Note:you can make a Ubuntu image card in this way too.
4.3.2.2 Make Android Image Card
- On a Windows PC run the HDDLLF.4.40 utility as administrator. Insert a TF card(at least 8G) into this PC and format it. After formatting is done take out the TF card, insert it into the PC again and format it with Windows internal format utility to format it to FAT32. After this formatting is done take out the card.
- Extract the nanopi-m1-plus-android.img.zip and PhoenixCard_V310.rar files. Insert the TF card you made in the previous step into a Windows PC and run the PhoenixCard_V310 utility as administrator. On the utility's main window select your TF card's drive, the wanted image file and click on "write" to start flashing the TF card.
- Insert this card into your NanoPi M1 Plus' BOOT slot and power on (with a 5V/2A power source). If the green LED is on and the blue LED is blinking this indicates your NanoPi M1 Plus has successfully booted.
Note: you must format your TF card before you start making it an Android image card.
4.3.3 Flash image to eMMC with eflasher
- Extract the nanopi-m1-eflasher-sd8g.img.zip and win32diskimager.rar files. Insert a TF card(at least 4G) into a Windows PC and run the win32diskimager utility as administrator. On the utility's main window select your TF card's drive, the wanted image file and click on "write" to start flashing the TF card.
- Insert this card into your NanoPi M1 Plus' BOOT slot and power on (with a 5V/2A power source). If the green LED is on and the blue LED is blinking this indicates your NanoPi M1 Plus has successfully booted.
- Connect the board to an HDMI monitor or an LCD and a USB mouse, and select an OS to start installation.
If no monitor is connected you can select an OS by running the following command:
eflasher
Type a number and enter to select an OS, then type "yes" and enter to start installation. After installation is done shutdown the system, take out the TF card, power on your board again and it will boot from eMMC.
5 Work with Debian
5.1 Run Debian
- Insert a TF card with Debian image into your NanoPi M1 Plus, connect the it to an HDMI monitor and a 5V/2A power it will be automatically powered on.
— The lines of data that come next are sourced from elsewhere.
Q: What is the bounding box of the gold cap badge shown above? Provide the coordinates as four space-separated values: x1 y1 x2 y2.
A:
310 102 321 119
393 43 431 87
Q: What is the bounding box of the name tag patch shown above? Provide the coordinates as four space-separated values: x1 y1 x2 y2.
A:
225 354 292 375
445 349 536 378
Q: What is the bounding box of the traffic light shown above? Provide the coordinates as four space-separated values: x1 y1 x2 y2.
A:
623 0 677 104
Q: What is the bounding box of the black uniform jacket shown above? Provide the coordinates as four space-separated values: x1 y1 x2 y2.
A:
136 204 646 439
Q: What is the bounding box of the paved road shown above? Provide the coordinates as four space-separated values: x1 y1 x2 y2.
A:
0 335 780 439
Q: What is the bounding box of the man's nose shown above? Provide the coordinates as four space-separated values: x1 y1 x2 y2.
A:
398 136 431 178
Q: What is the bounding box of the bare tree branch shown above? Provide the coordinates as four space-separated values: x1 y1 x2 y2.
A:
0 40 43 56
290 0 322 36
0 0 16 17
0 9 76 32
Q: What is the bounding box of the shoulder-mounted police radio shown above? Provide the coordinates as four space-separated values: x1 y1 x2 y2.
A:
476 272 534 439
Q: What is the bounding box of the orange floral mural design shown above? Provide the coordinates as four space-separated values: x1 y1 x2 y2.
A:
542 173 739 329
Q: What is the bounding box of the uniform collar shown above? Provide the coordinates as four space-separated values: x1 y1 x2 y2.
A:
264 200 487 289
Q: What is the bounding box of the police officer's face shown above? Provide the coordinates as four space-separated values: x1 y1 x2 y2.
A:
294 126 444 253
If you can see the blue LED flashing it means your board is working and you will see Debain being loaded on the HDMI monitor.
1) If you connect your NanoPi M1 Plus to an HDMI monitor you need to use a USB mouse and a USB keyboard to operate.
2) If you want to do kernel development you need to use a serial communication board, ie a PSU-ONECOM board, which will allow you to operate the board via a serial terminal.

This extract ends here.